Perubahan ketiga yang ditetapkan pada Sidang Tahunan MPR Tahun 2001 mengubah dan menambah ketentuan-ketentuan Pasal 1 ayat (2) dan (3), Pasal 3 ayat (1), (3), dan (4), Pasal 6 ayat (1) dan (2), Pasal 6A ayat (1), (2), (3), dan (5), Pasal 7A, Pasal 7B ayat (1), (2), (3), (4), (5), (6), dan (7), Pasal 7C, Pasal 8 ayat (1) dan (2), Pasal 11 ayat (2) dan (3), Pasal 17 ayat (4), Bab VIIA, Pasal 22C ayat (1), (2), (3), dan (4), Pasal 22D ayat (1), (2), (3), dan (4), Bab VIIB, Pasal 22E ayat (1), (2), (3), (4), (5), dan (6), Pasal Pasal 23 ayat (1), (2), dan (3), Pasal 23A, Pasal 23C, Bab VIIIA, Pasal 23E ayat (1), (2), dan (3), Pasal 23E ayat (1), (2), dan (3), Pasal 23F ayat (1), dan (2), Pasal 23G ayat (1) dan (2), Pasal 24 ayat (1) dan (2), Pasal 24A ayat (1), (2), (3), (4), dan (5), Pasal 24B ayat (1), (2), (3), dan (4), Pasal 24C ayat (1), (2), (3), (4), (5), dan (6) UUD 1945. Materi perubahan ketiga ini meliputi ketentuan tentang Asas-asas landasan bernegara, kelembagaan negara dan hubungan antarlembaga negara, dan ketentuan-ketantuan tentang Pemilihan Umum.

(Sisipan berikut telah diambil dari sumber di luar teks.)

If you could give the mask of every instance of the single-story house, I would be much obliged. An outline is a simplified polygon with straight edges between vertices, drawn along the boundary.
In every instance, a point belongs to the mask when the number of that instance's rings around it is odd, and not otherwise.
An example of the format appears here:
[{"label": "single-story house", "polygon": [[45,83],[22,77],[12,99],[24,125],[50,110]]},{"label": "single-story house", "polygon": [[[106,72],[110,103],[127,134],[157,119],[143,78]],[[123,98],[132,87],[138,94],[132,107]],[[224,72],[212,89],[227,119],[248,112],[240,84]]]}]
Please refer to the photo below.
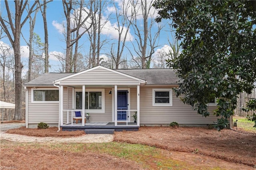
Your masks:
[{"label": "single-story house", "polygon": [[[194,126],[216,122],[216,116],[202,117],[176,97],[172,88],[178,81],[169,69],[98,66],[77,73],[46,73],[24,85],[26,127],[42,122],[62,130],[100,127],[121,130],[172,122]],[[209,104],[210,112],[216,108]]]}]

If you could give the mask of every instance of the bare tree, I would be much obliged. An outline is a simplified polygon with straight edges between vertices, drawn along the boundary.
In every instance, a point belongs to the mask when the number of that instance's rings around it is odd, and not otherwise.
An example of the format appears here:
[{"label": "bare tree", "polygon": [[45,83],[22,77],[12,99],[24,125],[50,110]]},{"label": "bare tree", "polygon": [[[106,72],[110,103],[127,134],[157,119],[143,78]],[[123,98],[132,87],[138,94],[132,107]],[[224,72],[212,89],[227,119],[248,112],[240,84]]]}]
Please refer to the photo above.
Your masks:
[{"label": "bare tree", "polygon": [[[49,2],[52,0],[51,0]],[[44,72],[49,73],[49,43],[48,43],[48,28],[46,20],[47,6],[46,2],[46,0],[44,0],[44,8],[42,10],[42,8],[40,8],[40,10],[44,21]]]},{"label": "bare tree", "polygon": [[12,17],[8,1],[4,1],[5,9],[7,14],[7,18],[3,18],[0,15],[1,27],[6,34],[12,46],[14,53],[15,60],[15,109],[14,120],[22,120],[21,113],[21,98],[22,91],[22,79],[21,71],[23,65],[20,59],[20,34],[21,29],[31,14],[34,12],[38,0],[36,0],[32,3],[29,11],[25,16],[23,15],[24,11],[28,3],[28,0],[14,1],[15,8],[15,15],[14,19]]},{"label": "bare tree", "polygon": [[[154,14],[155,13],[152,4],[153,1],[151,0],[149,4],[146,0],[134,2],[131,0],[134,10],[134,20],[132,22],[132,26],[135,34],[137,37],[135,39],[135,44],[133,44],[134,51],[137,56],[140,57],[142,68],[149,68],[150,67],[150,61],[152,55],[154,53],[154,49],[158,47],[159,36],[160,30],[163,28],[163,26],[158,25],[157,30],[153,32],[153,26],[155,24],[153,18]],[[142,17],[143,22],[143,29],[140,29],[139,20]],[[150,23],[149,24],[148,22]],[[147,49],[149,48],[148,52]],[[132,53],[130,50],[132,55]],[[136,61],[133,56],[135,62]],[[135,57],[136,58],[136,57]]]},{"label": "bare tree", "polygon": [[[124,61],[121,60],[124,49],[125,47],[126,41],[128,36],[129,30],[133,20],[133,15],[128,16],[128,6],[130,5],[130,2],[128,3],[124,1],[122,2],[121,10],[119,11],[116,6],[116,4],[113,3],[116,10],[116,16],[117,23],[117,28],[115,29],[118,31],[118,39],[117,44],[112,43],[111,45],[110,56],[113,58],[115,63],[116,69],[118,69],[120,64]],[[128,18],[130,18],[128,19]],[[117,50],[116,51],[115,49]]]},{"label": "bare tree", "polygon": [[[78,43],[78,40],[81,38],[82,35],[88,31],[88,29],[85,29],[84,30],[82,33],[79,33],[79,29],[81,28],[84,24],[85,22],[87,20],[88,18],[92,15],[92,2],[90,3],[90,10],[88,11],[86,9],[84,10],[84,1],[82,0],[80,2],[76,2],[70,0],[67,1],[64,0],[62,1],[62,4],[63,8],[64,10],[64,13],[66,16],[67,22],[66,33],[66,65],[65,71],[66,73],[72,72],[72,65],[74,63],[72,61],[72,46],[76,42]],[[83,10],[85,12],[87,16],[84,18],[82,18],[82,12],[79,12],[79,16],[76,16],[76,13],[73,15],[74,18],[72,18],[71,17],[71,11],[74,10],[73,5],[74,4],[80,4],[80,8],[78,10]],[[78,24],[75,24],[74,23],[72,22],[72,19],[74,20],[81,20],[78,22]],[[80,23],[80,24],[79,24]],[[74,38],[72,38],[72,34],[76,32],[78,33],[76,34],[77,36]]]},{"label": "bare tree", "polygon": [[[37,7],[38,4],[37,5]],[[29,10],[29,5],[28,5]],[[29,42],[28,44],[29,48],[29,55],[28,56],[28,81],[31,80],[31,69],[32,69],[32,62],[33,61],[33,55],[34,55],[34,49],[32,47],[32,43],[33,42],[33,37],[34,36],[34,29],[36,24],[36,14],[38,12],[38,8],[37,8],[34,12],[34,17],[32,18],[31,15],[29,16]]]}]

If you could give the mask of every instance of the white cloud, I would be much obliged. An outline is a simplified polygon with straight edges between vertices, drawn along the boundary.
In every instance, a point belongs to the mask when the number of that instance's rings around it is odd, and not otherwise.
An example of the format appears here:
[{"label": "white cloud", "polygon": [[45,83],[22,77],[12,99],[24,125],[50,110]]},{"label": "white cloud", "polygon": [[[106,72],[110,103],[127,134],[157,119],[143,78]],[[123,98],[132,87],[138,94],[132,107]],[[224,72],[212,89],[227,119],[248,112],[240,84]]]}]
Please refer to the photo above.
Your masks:
[{"label": "white cloud", "polygon": [[28,58],[29,57],[29,47],[28,45],[20,46],[20,57]]},{"label": "white cloud", "polygon": [[52,22],[52,24],[54,27],[57,30],[60,34],[63,34],[65,32],[65,22],[63,21],[62,23],[59,23],[58,21],[53,20]]},{"label": "white cloud", "polygon": [[65,54],[60,51],[50,51],[49,54],[49,59],[51,60],[60,61],[65,59]]},{"label": "white cloud", "polygon": [[[28,58],[29,56],[29,48],[28,45],[20,46],[20,57]],[[12,47],[9,45],[0,41],[0,55],[13,56],[14,53]]]},{"label": "white cloud", "polygon": [[166,44],[162,48],[157,49],[152,55],[152,63],[153,67],[166,68],[165,60],[170,57],[170,53],[172,53],[172,49],[168,45]]},{"label": "white cloud", "polygon": [[[114,10],[115,11],[114,8],[109,7],[108,9],[110,10],[113,11]],[[88,16],[88,13],[89,12],[89,10],[87,8],[84,8],[83,11],[82,11],[82,20],[85,19],[86,16]],[[76,10],[74,11],[74,12],[72,15],[72,18],[70,21],[70,22],[72,23],[72,28],[74,28],[76,25],[76,22],[77,20],[76,18],[77,17],[76,17],[76,16],[78,16],[79,14],[79,10]],[[96,18],[98,18],[98,14],[96,14]],[[105,35],[109,37],[110,38],[118,39],[119,37],[119,32],[118,30],[118,26],[117,24],[112,23],[111,22],[108,20],[108,17],[106,17],[102,16],[101,18],[100,22],[102,24],[102,28],[101,29],[101,34],[102,35]],[[97,21],[95,21],[97,22]],[[84,24],[83,28],[81,28],[79,29],[79,32],[82,33],[86,30],[86,28],[90,28],[91,23],[92,22],[91,18],[88,18],[86,21],[85,22]],[[58,23],[57,21],[53,21],[52,22],[52,25],[58,31],[60,34],[62,34],[65,31],[66,31],[64,26],[66,26],[66,24],[63,24],[64,21],[62,22],[62,24]],[[122,26],[120,26],[120,29],[122,28]],[[89,31],[91,31],[92,28],[89,29]],[[124,26],[124,30],[123,31],[122,34],[121,35],[121,41],[123,41],[125,36],[125,33],[127,30],[127,28],[125,26]],[[128,30],[128,33],[126,37],[126,41],[132,41],[134,40],[134,37],[130,32],[130,30]]]},{"label": "white cloud", "polygon": [[105,54],[100,55],[100,64],[101,64],[102,62],[107,62],[107,61],[109,61],[109,58]]},{"label": "white cloud", "polygon": [[[152,6],[152,5],[154,1],[155,0],[147,1],[147,9],[148,10],[149,10],[148,18],[154,18],[158,15],[157,12],[156,11],[155,8]],[[143,4],[142,4],[140,0],[134,0],[133,2],[134,4],[132,5],[131,4],[130,1],[123,0],[118,1],[118,4],[120,10],[122,11],[123,6],[126,8],[126,10],[127,12],[127,16],[131,16],[134,12],[134,11],[136,11],[137,14],[137,19],[140,20],[143,18],[143,11],[142,9],[142,7],[145,4],[144,2],[144,1],[142,1],[142,3]],[[123,5],[122,3],[124,3],[125,4]]]}]

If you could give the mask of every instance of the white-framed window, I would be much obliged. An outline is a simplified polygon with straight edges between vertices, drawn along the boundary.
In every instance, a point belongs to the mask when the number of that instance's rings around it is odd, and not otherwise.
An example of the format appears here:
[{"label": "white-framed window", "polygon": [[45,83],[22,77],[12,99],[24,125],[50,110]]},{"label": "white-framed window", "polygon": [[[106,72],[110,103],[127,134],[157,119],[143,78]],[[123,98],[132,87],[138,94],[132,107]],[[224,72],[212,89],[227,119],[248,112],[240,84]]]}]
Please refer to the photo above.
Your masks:
[{"label": "white-framed window", "polygon": [[59,89],[52,88],[31,89],[31,102],[58,103]]},{"label": "white-framed window", "polygon": [[153,89],[153,106],[172,106],[172,90],[171,89]]},{"label": "white-framed window", "polygon": [[[75,89],[75,103],[76,109],[82,109],[82,89]],[[105,89],[85,89],[85,112],[105,113]]]},{"label": "white-framed window", "polygon": [[217,99],[216,98],[213,98],[210,102],[210,103],[208,104],[209,106],[216,106],[217,103],[216,101],[217,101]]}]

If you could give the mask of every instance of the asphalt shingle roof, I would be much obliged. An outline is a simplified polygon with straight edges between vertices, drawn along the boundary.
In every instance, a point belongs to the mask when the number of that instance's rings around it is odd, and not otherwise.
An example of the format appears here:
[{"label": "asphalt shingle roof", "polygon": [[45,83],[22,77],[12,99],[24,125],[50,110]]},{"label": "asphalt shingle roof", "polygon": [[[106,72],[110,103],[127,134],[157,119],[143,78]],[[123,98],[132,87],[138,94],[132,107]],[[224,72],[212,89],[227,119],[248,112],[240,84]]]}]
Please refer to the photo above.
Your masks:
[{"label": "asphalt shingle roof", "polygon": [[30,81],[24,83],[26,85],[52,85],[52,82],[74,73],[45,73]]},{"label": "asphalt shingle roof", "polygon": [[[116,69],[117,71],[146,80],[146,85],[176,85],[178,80],[173,69]],[[74,73],[46,73],[26,83],[24,86],[52,85],[54,80]]]},{"label": "asphalt shingle roof", "polygon": [[115,70],[147,81],[147,85],[176,85],[178,80],[172,69],[117,69]]}]

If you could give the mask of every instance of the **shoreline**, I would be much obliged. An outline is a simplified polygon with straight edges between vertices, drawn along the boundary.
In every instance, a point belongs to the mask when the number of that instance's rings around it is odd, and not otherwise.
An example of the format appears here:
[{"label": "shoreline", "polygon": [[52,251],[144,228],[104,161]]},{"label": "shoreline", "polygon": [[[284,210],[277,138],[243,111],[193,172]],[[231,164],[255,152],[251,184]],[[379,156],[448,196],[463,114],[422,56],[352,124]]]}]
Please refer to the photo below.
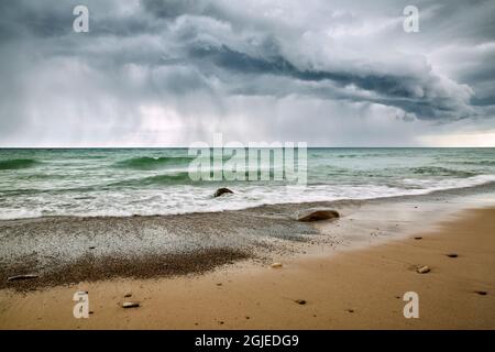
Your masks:
[{"label": "shoreline", "polygon": [[[495,208],[415,233],[332,255],[280,255],[282,268],[242,261],[204,275],[3,289],[0,328],[495,329]],[[416,273],[419,264],[431,272]],[[89,319],[72,316],[76,290],[89,292]],[[419,319],[402,312],[410,290],[420,297]],[[122,309],[128,299],[141,307]]]},{"label": "shoreline", "polygon": [[[435,227],[465,208],[493,206],[492,194],[483,190],[176,216],[3,220],[0,289],[205,274],[245,260],[270,264],[278,257],[367,248]],[[336,209],[341,218],[295,219],[298,211],[314,208]],[[26,274],[37,277],[8,280]]]}]

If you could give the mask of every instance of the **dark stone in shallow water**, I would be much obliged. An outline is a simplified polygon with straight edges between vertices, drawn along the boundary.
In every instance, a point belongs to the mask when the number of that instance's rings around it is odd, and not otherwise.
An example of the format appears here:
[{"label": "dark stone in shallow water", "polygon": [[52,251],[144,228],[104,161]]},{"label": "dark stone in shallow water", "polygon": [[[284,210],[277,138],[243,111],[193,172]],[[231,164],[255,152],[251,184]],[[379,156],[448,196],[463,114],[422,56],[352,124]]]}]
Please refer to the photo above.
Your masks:
[{"label": "dark stone in shallow water", "polygon": [[217,198],[217,197],[220,197],[221,195],[224,195],[224,194],[233,194],[233,191],[230,190],[229,188],[219,188],[215,193],[213,197]]},{"label": "dark stone in shallow water", "polygon": [[309,222],[309,221],[337,219],[339,217],[340,217],[340,215],[336,210],[320,209],[320,210],[311,210],[311,211],[305,212],[302,215],[299,215],[297,220],[304,221],[304,222]]}]

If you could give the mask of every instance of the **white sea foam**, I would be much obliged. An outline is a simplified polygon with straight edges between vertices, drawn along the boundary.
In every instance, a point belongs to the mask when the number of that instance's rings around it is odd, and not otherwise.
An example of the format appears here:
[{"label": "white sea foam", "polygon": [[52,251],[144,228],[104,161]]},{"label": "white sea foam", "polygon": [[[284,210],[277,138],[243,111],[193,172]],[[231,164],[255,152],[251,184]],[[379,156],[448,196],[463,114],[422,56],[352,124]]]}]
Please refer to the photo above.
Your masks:
[{"label": "white sea foam", "polygon": [[[233,195],[213,198],[215,186],[177,185],[163,189],[127,189],[74,194],[25,196],[15,208],[0,207],[0,219],[37,218],[42,216],[129,217],[133,215],[172,215],[187,212],[238,210],[261,205],[373,199],[424,195],[436,190],[474,187],[495,182],[495,175],[468,178],[406,178],[404,186],[385,185],[309,185],[262,186],[239,183]],[[20,200],[20,201],[21,201]]]}]

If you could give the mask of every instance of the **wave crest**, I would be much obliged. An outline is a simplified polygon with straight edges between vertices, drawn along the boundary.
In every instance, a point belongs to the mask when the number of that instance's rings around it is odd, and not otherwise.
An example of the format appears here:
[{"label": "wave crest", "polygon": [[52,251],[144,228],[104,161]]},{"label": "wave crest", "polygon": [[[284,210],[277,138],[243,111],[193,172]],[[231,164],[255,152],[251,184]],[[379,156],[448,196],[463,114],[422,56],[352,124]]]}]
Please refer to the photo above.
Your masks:
[{"label": "wave crest", "polygon": [[0,161],[0,169],[21,169],[36,166],[40,162],[34,158],[11,158]]},{"label": "wave crest", "polygon": [[114,166],[131,169],[148,170],[148,169],[160,169],[167,166],[187,165],[193,160],[194,157],[190,156],[161,156],[161,157],[140,156],[118,162],[116,163]]}]

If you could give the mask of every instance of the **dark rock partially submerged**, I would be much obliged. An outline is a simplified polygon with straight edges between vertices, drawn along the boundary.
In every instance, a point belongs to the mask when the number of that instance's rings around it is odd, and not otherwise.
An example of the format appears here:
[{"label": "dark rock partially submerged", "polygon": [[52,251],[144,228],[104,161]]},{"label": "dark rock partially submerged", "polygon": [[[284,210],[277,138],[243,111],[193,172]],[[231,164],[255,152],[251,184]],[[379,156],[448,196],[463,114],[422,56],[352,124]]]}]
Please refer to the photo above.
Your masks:
[{"label": "dark rock partially submerged", "polygon": [[229,188],[219,188],[215,193],[213,197],[217,198],[217,197],[220,197],[221,195],[224,195],[224,194],[233,194],[233,191],[230,190]]},{"label": "dark rock partially submerged", "polygon": [[338,219],[340,215],[337,210],[317,209],[298,215],[297,221],[309,222],[309,221],[331,220]]}]

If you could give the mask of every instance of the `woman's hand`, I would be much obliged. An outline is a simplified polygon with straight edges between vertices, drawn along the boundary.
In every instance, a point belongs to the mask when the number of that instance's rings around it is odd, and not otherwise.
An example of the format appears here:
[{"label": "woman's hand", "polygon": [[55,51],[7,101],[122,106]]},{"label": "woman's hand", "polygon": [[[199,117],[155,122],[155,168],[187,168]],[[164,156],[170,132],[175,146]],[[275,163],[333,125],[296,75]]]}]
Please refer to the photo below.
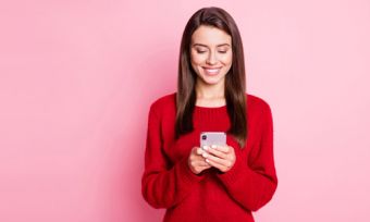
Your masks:
[{"label": "woman's hand", "polygon": [[227,172],[236,161],[234,148],[231,146],[205,146],[206,152],[202,153],[205,161],[211,166],[219,169],[221,172]]},{"label": "woman's hand", "polygon": [[190,151],[187,163],[192,172],[195,174],[199,174],[203,170],[211,168],[211,165],[206,162],[206,159],[202,157],[203,153],[206,153],[206,151],[200,147],[194,147]]}]

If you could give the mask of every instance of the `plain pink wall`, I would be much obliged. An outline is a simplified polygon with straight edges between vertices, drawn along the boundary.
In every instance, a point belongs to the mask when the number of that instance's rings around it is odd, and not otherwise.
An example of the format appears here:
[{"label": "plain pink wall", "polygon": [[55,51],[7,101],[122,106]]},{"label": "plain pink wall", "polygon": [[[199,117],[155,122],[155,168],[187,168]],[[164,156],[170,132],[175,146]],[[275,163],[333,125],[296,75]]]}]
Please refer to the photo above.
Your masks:
[{"label": "plain pink wall", "polygon": [[209,5],[273,111],[280,184],[257,221],[369,220],[370,2],[1,2],[0,221],[161,220],[140,196],[148,108]]}]

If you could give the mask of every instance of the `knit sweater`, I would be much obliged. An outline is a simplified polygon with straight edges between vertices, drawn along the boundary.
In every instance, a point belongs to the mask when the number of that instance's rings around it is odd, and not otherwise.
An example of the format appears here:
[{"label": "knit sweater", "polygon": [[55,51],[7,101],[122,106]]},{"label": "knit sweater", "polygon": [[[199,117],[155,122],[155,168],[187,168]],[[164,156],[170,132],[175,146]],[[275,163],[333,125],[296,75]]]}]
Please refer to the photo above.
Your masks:
[{"label": "knit sweater", "polygon": [[194,131],[175,139],[176,94],[151,103],[141,192],[153,208],[165,208],[163,221],[254,221],[251,211],[272,198],[278,177],[273,160],[273,127],[269,104],[246,94],[248,137],[240,147],[231,134],[226,144],[236,161],[225,173],[208,169],[194,174],[187,163],[193,147],[199,147],[201,132],[227,132],[226,106],[195,107]]}]

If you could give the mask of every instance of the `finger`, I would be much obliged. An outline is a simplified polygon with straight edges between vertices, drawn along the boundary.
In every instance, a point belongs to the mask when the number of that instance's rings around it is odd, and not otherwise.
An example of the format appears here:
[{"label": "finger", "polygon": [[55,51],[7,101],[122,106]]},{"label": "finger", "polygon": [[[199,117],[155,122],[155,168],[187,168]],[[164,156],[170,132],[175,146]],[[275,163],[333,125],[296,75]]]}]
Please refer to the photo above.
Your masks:
[{"label": "finger", "polygon": [[201,149],[201,148],[197,148],[197,150],[196,150],[196,153],[197,155],[202,155],[205,152],[205,150],[203,149]]},{"label": "finger", "polygon": [[224,165],[222,165],[222,164],[220,164],[220,163],[218,163],[218,162],[214,162],[213,160],[206,159],[206,161],[207,161],[211,166],[217,168],[217,169],[219,169],[219,170],[222,171],[222,172],[226,172],[226,171],[230,170],[229,168],[226,168],[226,166],[224,166]]},{"label": "finger", "polygon": [[232,165],[232,162],[230,160],[221,159],[219,157],[214,157],[214,156],[209,155],[209,153],[203,153],[202,157],[206,159],[206,162],[207,162],[207,160],[212,160],[213,162],[221,164],[221,165],[224,165],[226,168],[230,168]]},{"label": "finger", "polygon": [[227,145],[225,145],[225,146],[213,145],[211,148],[213,148],[218,151],[224,152],[224,153],[229,153],[234,149],[233,147],[230,147]]}]

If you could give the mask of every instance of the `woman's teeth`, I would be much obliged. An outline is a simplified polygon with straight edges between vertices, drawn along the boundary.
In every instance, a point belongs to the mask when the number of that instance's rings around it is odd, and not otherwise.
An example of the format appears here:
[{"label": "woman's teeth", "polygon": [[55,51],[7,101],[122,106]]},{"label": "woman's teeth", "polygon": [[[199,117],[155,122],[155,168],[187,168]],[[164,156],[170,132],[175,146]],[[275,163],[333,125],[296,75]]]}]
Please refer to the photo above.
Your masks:
[{"label": "woman's teeth", "polygon": [[221,70],[220,67],[219,69],[205,69],[208,75],[215,75],[220,72],[220,70]]}]

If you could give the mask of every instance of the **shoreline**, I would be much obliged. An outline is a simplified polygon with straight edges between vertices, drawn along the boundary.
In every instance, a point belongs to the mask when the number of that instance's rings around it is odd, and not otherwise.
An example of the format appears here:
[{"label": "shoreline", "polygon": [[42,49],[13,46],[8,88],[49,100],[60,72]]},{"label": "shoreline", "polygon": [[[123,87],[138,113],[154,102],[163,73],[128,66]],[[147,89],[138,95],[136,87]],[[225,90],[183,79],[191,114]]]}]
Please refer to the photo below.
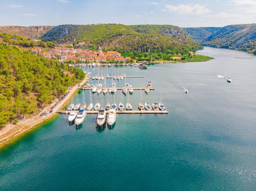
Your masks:
[{"label": "shoreline", "polygon": [[[86,76],[79,84],[83,86],[90,80]],[[41,116],[42,112],[31,118],[20,120],[16,125],[9,124],[2,127],[0,130],[0,152],[6,148],[13,145],[27,134],[37,129],[44,123],[50,121],[54,119],[58,114],[55,112],[61,108],[63,108],[67,104],[68,101],[71,99],[72,95],[79,91],[77,86],[73,87],[70,90],[70,93],[66,97],[63,101],[61,102],[53,109],[53,112],[48,116]],[[55,102],[49,105],[47,108],[50,108]]]}]

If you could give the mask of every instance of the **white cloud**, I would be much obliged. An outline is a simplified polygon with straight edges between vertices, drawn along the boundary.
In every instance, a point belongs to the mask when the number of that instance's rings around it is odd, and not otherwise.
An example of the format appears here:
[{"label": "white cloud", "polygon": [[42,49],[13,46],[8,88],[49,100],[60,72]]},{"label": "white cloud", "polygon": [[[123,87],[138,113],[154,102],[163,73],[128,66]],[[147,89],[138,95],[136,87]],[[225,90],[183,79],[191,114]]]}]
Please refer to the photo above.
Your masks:
[{"label": "white cloud", "polygon": [[179,4],[177,7],[170,4],[167,4],[165,7],[171,12],[176,12],[181,13],[195,14],[197,15],[204,15],[211,12],[208,9],[199,4],[196,4],[193,7],[186,5],[183,4]]},{"label": "white cloud", "polygon": [[235,0],[235,4],[238,5],[247,4],[252,6],[256,6],[256,1],[252,0]]},{"label": "white cloud", "polygon": [[217,17],[220,18],[237,18],[240,17],[241,16],[241,15],[237,15],[235,14],[228,14],[226,13],[224,13],[223,12],[222,12],[221,13],[220,13],[217,15]]},{"label": "white cloud", "polygon": [[35,14],[29,14],[29,13],[22,13],[22,14],[20,14],[20,15],[25,15],[25,16],[29,16],[29,17],[34,17],[34,16],[40,16],[39,15],[36,15]]},{"label": "white cloud", "polygon": [[61,3],[70,3],[70,1],[65,1],[64,0],[58,0],[58,2],[60,2]]},{"label": "white cloud", "polygon": [[12,8],[17,8],[18,7],[23,7],[23,6],[22,5],[16,5],[16,4],[12,4],[11,5],[9,5],[8,6],[8,7],[11,7]]}]

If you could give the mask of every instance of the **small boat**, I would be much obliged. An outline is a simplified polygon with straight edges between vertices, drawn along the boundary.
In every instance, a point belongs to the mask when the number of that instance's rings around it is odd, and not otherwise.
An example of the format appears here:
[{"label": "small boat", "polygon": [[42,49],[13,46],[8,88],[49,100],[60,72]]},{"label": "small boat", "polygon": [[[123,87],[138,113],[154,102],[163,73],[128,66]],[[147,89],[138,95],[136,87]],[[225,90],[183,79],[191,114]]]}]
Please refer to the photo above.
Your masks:
[{"label": "small boat", "polygon": [[116,110],[115,110],[110,109],[108,111],[108,114],[107,117],[107,122],[109,125],[112,125],[116,121],[117,117],[117,114]]},{"label": "small boat", "polygon": [[165,107],[164,107],[164,105],[162,103],[162,92],[161,92],[161,96],[160,97],[160,102],[158,104],[158,107],[159,107],[159,109],[160,110],[162,110],[162,111],[164,111],[165,109]]},{"label": "small boat", "polygon": [[95,93],[97,91],[97,86],[94,86],[92,88],[92,93]]},{"label": "small boat", "polygon": [[127,88],[126,88],[125,87],[123,87],[121,88],[122,90],[122,92],[124,93],[125,95],[126,95],[127,92],[128,92],[128,90],[127,90]]},{"label": "small boat", "polygon": [[119,104],[118,104],[118,109],[120,111],[123,111],[124,109],[124,104],[122,103],[122,94],[121,94],[121,100],[120,101]]},{"label": "small boat", "polygon": [[138,105],[138,109],[139,109],[139,110],[144,110],[145,109],[145,108],[144,107],[144,105],[141,103],[142,94],[142,90],[141,89],[140,90],[140,102],[139,103],[139,105]]},{"label": "small boat", "polygon": [[129,86],[129,92],[130,94],[132,94],[133,92],[133,88],[132,86],[131,85]]},{"label": "small boat", "polygon": [[152,104],[152,108],[153,110],[155,111],[158,111],[159,110],[159,108],[158,108],[158,104],[157,103],[154,103]]},{"label": "small boat", "polygon": [[102,126],[106,121],[106,110],[104,109],[101,109],[98,112],[96,123],[99,126]]},{"label": "small boat", "polygon": [[73,108],[73,110],[74,111],[77,111],[79,110],[80,109],[80,106],[81,105],[81,104],[80,103],[78,103],[75,105],[75,106]]},{"label": "small boat", "polygon": [[76,112],[71,112],[68,116],[68,121],[70,122],[72,122],[75,120],[77,115],[77,113]]},{"label": "small boat", "polygon": [[148,94],[150,92],[150,89],[148,87],[146,87],[145,88],[145,92],[146,92],[147,94]]},{"label": "small boat", "polygon": [[71,103],[70,105],[70,106],[68,106],[68,108],[67,108],[67,110],[68,111],[72,110],[74,108],[74,106],[75,105],[74,103]]},{"label": "small boat", "polygon": [[84,110],[80,110],[78,111],[78,114],[75,119],[75,123],[76,125],[79,125],[83,122],[86,114]]},{"label": "small boat", "polygon": [[152,87],[152,83],[150,81],[148,82],[147,83],[147,87],[150,88],[151,88]]},{"label": "small boat", "polygon": [[101,104],[99,103],[98,102],[94,106],[94,110],[95,111],[98,111],[101,108]]},{"label": "small boat", "polygon": [[147,98],[146,103],[145,103],[145,109],[148,111],[151,111],[152,110],[151,106],[148,104],[148,95],[147,94]]},{"label": "small boat", "polygon": [[98,94],[100,94],[101,92],[102,91],[102,84],[101,84],[101,83],[99,83],[99,84],[98,85],[98,87],[97,88],[97,93],[98,93]]}]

Perubahan keempat dilakukan dalam Sidang Tahunan MPR Tahun 2002 meliputi Pasal 2 ayat (1), Pasal 6A ayat (4), Pasal 8 ayat (3), Pasal 11 ayat (1), Pasal 16, Pasal 23B, Pasal 23B, Pasal 23D, Pasal 24 ayat (3), Bab XIII, Pasal 31 ayat (1), (2), (3), (4), dan (5), Pasal 32 ayat (1), (2), (3), dan (4), Bab IV, Pasal 33 ayat (4) dan (5), Pasal 34 ayat (1), (2), (3), dan (4), Bab IV, Pasal 33 ayat (4) dan (5), Pasal 34 ayat (1), (2), (3), dan (4), Pasal 37 ayat (1), (2), (3), (4) dan (5), Aturan Peralihan Pasal I, II, dan III, Aturan Tambahan Pasal I dan II UUD 1945. Perubahan ini melingkupi ketentuan tentang kelembagaan negara dan hubungan antarlembaga negara, penghabusan Dewan Pertimbangan Agung (DPA), ketentuan tentang pendidikan dan kebudayaan, ketentuan tentang perekonomian dan kesejahteraan sosial, dan aturan peralihan serta aturan tambahan.
Pada perubahan formal yang dilakukan pada kurun waktu 1999 sampai dengan 2002 tersebut, telah terjadi perubahan yang sangat signifikan, Jimly Asshidiqie sendiri menyatakan bahwa perubahan formal tersebut sampai dengan 300%, naskah konstitusi ini dapat digolongkan sebagai sebuah konstitusi baru dengan nama resmi “ Undang- Undang Dasar Negara Republik Indonesia Tahun 1945” perubahan ini telah mengakibatkan berubahnya kedudukan dan hubungan beberapa lembaga negara, penghapusan lembaga negara tertentu, dan pembentukan lembaga-lembaga negara baru. Konstitusi yang baru ini juga menegaskan kembali demokrasi konstitusional sebagai batu pijakan bernegara Indonesia.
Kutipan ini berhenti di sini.